Output parameters are a useful way to capture pertinent information that you will want to know upon stack creation . Common examples include EIP addresses created and assigned to hosts during the creation process; other examples include subnet ids and host Fully Qualified Domain names (FQDNs). As described below, I am interested in obtaining subnet ids and EIP address assigned to the cluster manager instance.

"Outputs": {
  "HadoopClusterSubnetAz1": {
    "Description": "Subnet ids for hadoop cluster subnets",
    "Value": {
      "Fn::Join": [ ",", [ {
      "Ref": "HadoopClusterSubnetAz1"
      },
      {
      "Ref": "HadoopClusterSubnetAz2"
      } ] ]
      }
    },
    "HadoopClusterManagerSubnetAz2": {
      "Description": "Subnet ids for hadoop manager subnet",
      "Value": {
        "Ref": "HadoopClusterManagerSubnetAz2"
      }
    },
    "HadoopClusterManagerEIP": {
      "Value": {
        "Ref": "HadoopClusterManagerEIP"
      },
      "Description": "Public IP address of hadoop cluster manager"
    }
}

Hortonworks Environmental Prerequisites

If you create a CloudFormation stack using the template located at hortonworksDemo.template, you are almost ready to start the installation of Hortonworks Data Platform.

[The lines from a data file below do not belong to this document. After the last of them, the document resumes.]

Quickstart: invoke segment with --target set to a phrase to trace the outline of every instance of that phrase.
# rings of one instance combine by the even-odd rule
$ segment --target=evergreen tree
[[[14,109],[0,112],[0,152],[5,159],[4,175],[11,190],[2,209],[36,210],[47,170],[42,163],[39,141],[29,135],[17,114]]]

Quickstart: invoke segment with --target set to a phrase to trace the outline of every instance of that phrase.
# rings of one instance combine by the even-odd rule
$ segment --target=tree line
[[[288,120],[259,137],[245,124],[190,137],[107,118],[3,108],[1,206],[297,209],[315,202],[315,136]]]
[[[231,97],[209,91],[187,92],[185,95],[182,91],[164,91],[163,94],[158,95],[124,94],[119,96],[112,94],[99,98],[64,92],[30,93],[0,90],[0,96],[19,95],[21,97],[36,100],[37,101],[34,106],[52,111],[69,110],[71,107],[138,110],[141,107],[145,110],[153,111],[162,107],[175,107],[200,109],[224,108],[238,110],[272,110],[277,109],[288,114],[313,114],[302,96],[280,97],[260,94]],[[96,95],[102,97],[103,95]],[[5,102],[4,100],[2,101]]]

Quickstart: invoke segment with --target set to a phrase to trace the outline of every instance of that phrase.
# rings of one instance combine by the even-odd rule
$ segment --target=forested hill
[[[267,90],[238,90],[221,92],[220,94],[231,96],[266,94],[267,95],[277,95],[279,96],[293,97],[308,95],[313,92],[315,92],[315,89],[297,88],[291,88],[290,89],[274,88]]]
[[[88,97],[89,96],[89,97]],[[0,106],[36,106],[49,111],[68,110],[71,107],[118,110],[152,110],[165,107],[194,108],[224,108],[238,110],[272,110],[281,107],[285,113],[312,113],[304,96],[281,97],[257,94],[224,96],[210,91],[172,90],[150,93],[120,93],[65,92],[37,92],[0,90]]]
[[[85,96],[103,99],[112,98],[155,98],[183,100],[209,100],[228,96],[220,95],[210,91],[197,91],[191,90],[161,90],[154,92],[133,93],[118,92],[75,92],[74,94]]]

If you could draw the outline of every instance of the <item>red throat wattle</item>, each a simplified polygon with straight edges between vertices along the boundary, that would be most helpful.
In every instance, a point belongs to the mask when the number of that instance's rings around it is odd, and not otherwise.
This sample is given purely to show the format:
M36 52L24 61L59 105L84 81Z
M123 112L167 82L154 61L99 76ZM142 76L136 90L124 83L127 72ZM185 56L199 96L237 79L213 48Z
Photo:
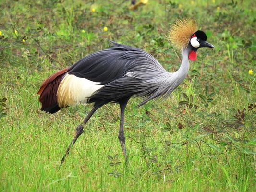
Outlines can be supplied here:
M188 55L188 58L192 61L195 61L196 60L197 57L197 55L196 54L196 52L194 50L190 51Z

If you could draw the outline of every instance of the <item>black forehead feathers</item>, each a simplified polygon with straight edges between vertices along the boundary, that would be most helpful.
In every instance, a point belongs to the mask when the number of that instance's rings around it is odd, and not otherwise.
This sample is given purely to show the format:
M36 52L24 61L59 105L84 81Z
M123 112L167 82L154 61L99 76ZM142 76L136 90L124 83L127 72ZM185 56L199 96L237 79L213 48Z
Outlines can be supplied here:
M203 31L198 30L196 31L195 34L199 39L202 39L203 41L206 41L207 39L207 36L206 34Z

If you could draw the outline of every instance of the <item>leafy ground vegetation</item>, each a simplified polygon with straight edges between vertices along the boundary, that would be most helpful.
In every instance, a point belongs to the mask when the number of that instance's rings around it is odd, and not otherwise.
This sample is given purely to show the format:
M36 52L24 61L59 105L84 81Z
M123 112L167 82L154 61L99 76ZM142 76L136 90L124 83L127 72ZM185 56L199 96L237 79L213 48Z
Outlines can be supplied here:
M0 2L1 191L243 191L256 186L254 0L2 0ZM216 48L201 48L167 99L131 99L118 139L119 108L90 120L60 168L91 105L40 110L42 81L107 39L142 48L170 72L179 51L166 36L178 18L195 19Z

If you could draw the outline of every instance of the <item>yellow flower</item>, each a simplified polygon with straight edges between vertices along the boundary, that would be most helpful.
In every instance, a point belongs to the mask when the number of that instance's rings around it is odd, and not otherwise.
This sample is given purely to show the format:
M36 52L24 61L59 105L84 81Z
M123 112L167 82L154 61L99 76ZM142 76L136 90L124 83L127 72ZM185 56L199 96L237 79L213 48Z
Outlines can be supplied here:
M140 2L143 4L146 4L148 2L148 0L140 0Z

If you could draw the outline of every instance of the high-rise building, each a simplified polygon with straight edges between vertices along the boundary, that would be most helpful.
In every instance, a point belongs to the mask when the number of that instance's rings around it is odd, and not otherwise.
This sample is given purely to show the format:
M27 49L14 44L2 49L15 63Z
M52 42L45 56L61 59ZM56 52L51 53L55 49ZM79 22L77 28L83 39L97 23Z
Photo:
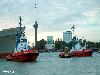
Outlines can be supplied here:
M63 41L66 43L69 43L72 41L72 32L71 31L63 32Z
M45 48L48 51L54 51L55 50L55 44L54 44L54 40L53 40L53 36L47 36L47 44L45 44Z
M47 36L47 44L53 44L53 36Z

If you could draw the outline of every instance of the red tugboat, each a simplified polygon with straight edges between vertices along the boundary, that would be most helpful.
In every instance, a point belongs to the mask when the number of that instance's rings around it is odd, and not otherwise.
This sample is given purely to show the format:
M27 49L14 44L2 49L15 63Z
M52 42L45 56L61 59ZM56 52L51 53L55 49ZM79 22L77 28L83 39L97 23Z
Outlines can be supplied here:
M21 62L36 61L39 53L35 48L30 48L25 33L21 32L21 20L20 17L20 32L16 35L16 49L12 53L8 54L7 60Z
M65 50L60 52L59 54L60 58L71 58L70 52L68 51L68 48L65 47Z
M72 44L73 47L70 50L70 55L72 57L92 56L93 51L90 49L86 49L86 46L82 48L78 39L76 40L76 37L73 37Z

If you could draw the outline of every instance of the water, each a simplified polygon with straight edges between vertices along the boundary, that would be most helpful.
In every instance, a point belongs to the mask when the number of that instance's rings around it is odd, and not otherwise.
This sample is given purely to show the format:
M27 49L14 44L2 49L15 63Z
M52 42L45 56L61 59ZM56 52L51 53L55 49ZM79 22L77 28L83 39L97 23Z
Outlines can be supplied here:
M24 63L1 59L0 75L100 75L99 53L80 58L59 58L58 55L58 52L40 53L36 62Z

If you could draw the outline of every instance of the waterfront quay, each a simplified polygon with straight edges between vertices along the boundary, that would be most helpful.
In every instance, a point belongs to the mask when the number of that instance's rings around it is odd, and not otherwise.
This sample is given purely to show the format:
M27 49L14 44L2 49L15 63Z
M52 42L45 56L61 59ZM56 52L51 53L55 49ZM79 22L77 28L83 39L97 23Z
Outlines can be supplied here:
M100 54L59 58L59 52L42 52L36 62L1 59L0 75L100 75Z

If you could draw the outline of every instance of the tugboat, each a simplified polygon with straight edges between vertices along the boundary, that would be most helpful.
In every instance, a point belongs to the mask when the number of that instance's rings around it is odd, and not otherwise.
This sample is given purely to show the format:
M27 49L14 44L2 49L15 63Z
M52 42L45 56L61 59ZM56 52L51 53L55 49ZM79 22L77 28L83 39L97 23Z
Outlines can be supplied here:
M12 53L8 54L7 60L9 61L36 61L39 55L37 49L31 49L27 38L25 37L25 32L21 31L21 17L20 17L20 31L16 35L16 49Z
M65 50L60 52L59 54L60 58L71 58L70 52L68 51L68 48L65 47Z
M87 56L92 56L93 51L90 49L86 49L85 47L81 47L78 39L76 37L73 37L72 39L72 49L70 50L70 55L72 57L87 57Z

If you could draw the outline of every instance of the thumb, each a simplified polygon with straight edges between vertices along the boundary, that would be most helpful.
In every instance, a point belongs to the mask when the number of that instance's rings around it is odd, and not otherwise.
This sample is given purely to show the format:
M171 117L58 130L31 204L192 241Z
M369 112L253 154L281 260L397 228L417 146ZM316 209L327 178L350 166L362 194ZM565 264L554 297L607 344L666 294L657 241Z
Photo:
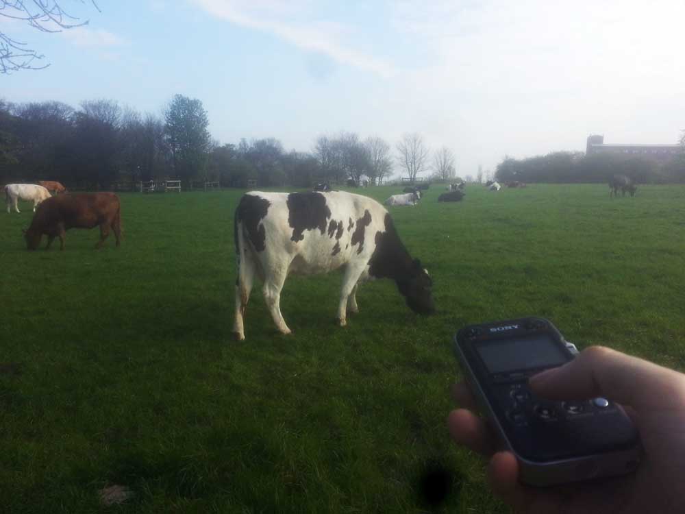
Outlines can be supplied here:
M530 378L530 388L550 400L606 397L623 405L648 409L685 402L685 376L601 346L582 352L563 366Z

All the remains is to perform the necessary host OS prerequisite steps. Conveniently, the steps can be automated with a series of shell script commands. I have created an accompanying shell script post installation script with commands to be executed on each of the three EC2 instances {cluster manager, master, slave}.

I have purposely omitted using cloud-init as part of the CloudFormation template and left that as an exercise for the reader. For those wishing to automate the entire installation, you can either look to break down the accompanying post installation script resources into their constituent parts such as installation and configuration of Services, files and execution of shell commands and use cloud-init or simply pass in the entire shell script as user-data. What is more likely however, is for you to move the post installation configuration into your lifecycle management tool of choice, e.g. Puppet or Chef.

As CloudFormation templates are nothing more than JSON, you can use your favourite text editor to develop them. I typically use the Cloudformation plugin for Eclipse. It provides syntax highlighting, built-in IDE autocompletion and the ability to launch and update a CloudFormation stack from within the development environment.

Whether you choose to create your CloudFormation stack directly from Eclipse, from the AWS Management Console, using the AWS CLI tools or via an API call using your language of choice, after applying the respective post installation script commands to each host, you are now ready to open a web browser at http://HadoopClusterManagerEIP:8080, where HadoopClusterManagerEIP is the IP address returned as an Output of running the CloudFormation template. You can then follow the installation instructions for Hortonworks as described in article and blog post.